Festival Darling Hirokazu Kore-eda Finally Gets Paid
Long a festival favorite, especially in Europe, Hirokazu Kore-eda finally got a box-office hit at home when Like Father, Like Son (Soshite Chichi ni Naru) opened and scored $22.8 million (¥2.37 billion) in Japan. This came after the babies-swapped-at-birth drama won the Jury Prize at Cannes and got picked up for a remake by DreamWorks, Steven Spielberg having headed the jury at the festival. Kore-eda also joined Miyazaki in the anti-state secrets law group.
Wild Ride for Sony
It was a busy year at the entertainment and electronics giant, as activist investor Daniel Loeb pressed for a sell-off of at least some of its entertainment assets. Sony Pictures, which had been a consistent bright spot in recent years while the core electronics divisions bled money, was suddenly under pressure following a summer of box-office flops. At the same time, Sony started to turn around its games and devices businesses under the guidance of Kaz Hirai, who also initiated a "fire-sale" of properties and noncore subsidiaries and investments. Sony finished the year on a high note as the PlayStation 4 console was launched to wide acclaim.
Hanazawa Naoki Becomes Both Meme and Unlikely Broadcast Hit
The TBS (Tokyo Broadcasting System Inc.) banking drama Hanzawa Naoki was an unlikely hit, its finale topping 40 percent in viewer ratings, the highest in 30 years for a commercial drama. The main character’s "bae-gaeshi" -- double payback -- catchphrase became ubiquitous, with sports stars and politicians heard dropping it. Reportedly a pirated hit across Asia, the series was also bought legitimately by Taiwan and Hong Kong networks. Subsequent dramas featuring Masato Sakai, who played the title character, have been in high demand. Sakai has also been appearing in TV commercials as Hanzawa.

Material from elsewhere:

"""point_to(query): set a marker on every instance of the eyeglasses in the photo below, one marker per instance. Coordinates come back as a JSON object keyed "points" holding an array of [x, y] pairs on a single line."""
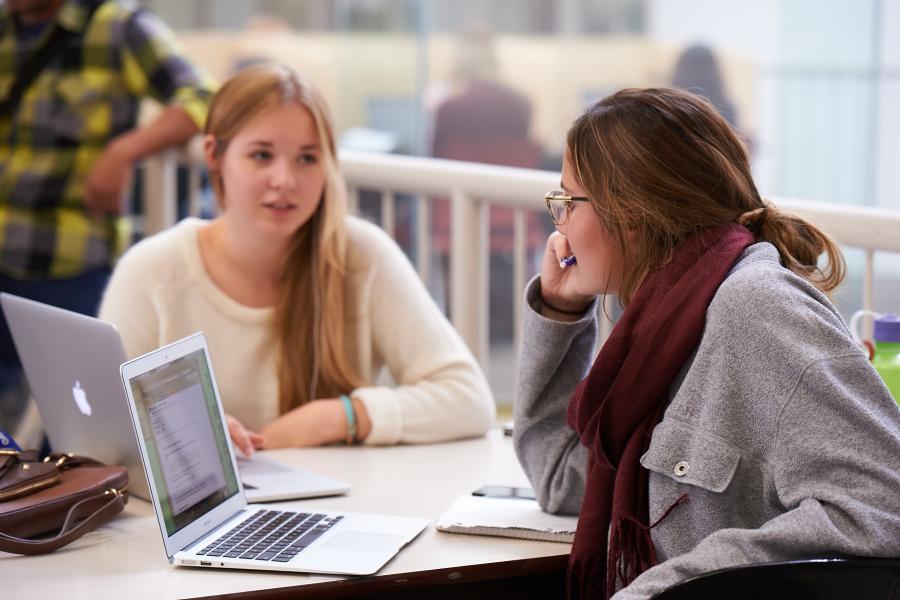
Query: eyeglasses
{"points": [[560, 205]]}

Tokyo Olympic Glory -- and Shame
Tokyo celebrated as it was selected to host the 2020 Summer Olympics. Public broadcaster NHK is working on rolling out its 8K Super Hi-vision TV format in time for Games, and will test broadcast the super-high-definition system at Rio 2016. The shine was taken off the win somewhat by a political funding scandal that embroiled Tokyo Governor Naoki Inose, who spearheaded the bid. Inose resigned on Dec. 19 after an offer to forgo his pay for 2014 was deemed insufficient penance for his alleged acceptance of the equivalent of $500,000 delivered in a paper bag. Plans for the new Tokyo Olympic Stadium have also been scaled down, following complaints of excessive expense from a Japanese public already saddled with the highest government debt in the industrialized world.
Government Pushes "Cool Japan" Message and Content Overseas
The Cool Japan Fund was launched this summer with $552 million (¥57.5 billion) from the government and a group of Japanese companies, to promote creative cultural content overseas, including anime, manga, fashion and food. While many have welcomed the government finally putting its money where its mouth is after a decade of talking Cool Japan, there are concerns from others in the creative industries about both the concept itself and how it is being implemented. A turf war between two of the ministries involved, as well as general lack of direction and business know-how among those overseeing the various projects, are among the complaints heard from industry insiders. However, some positives are emerging, with content holders already using subsidies to localize their films and programs for overseas markets.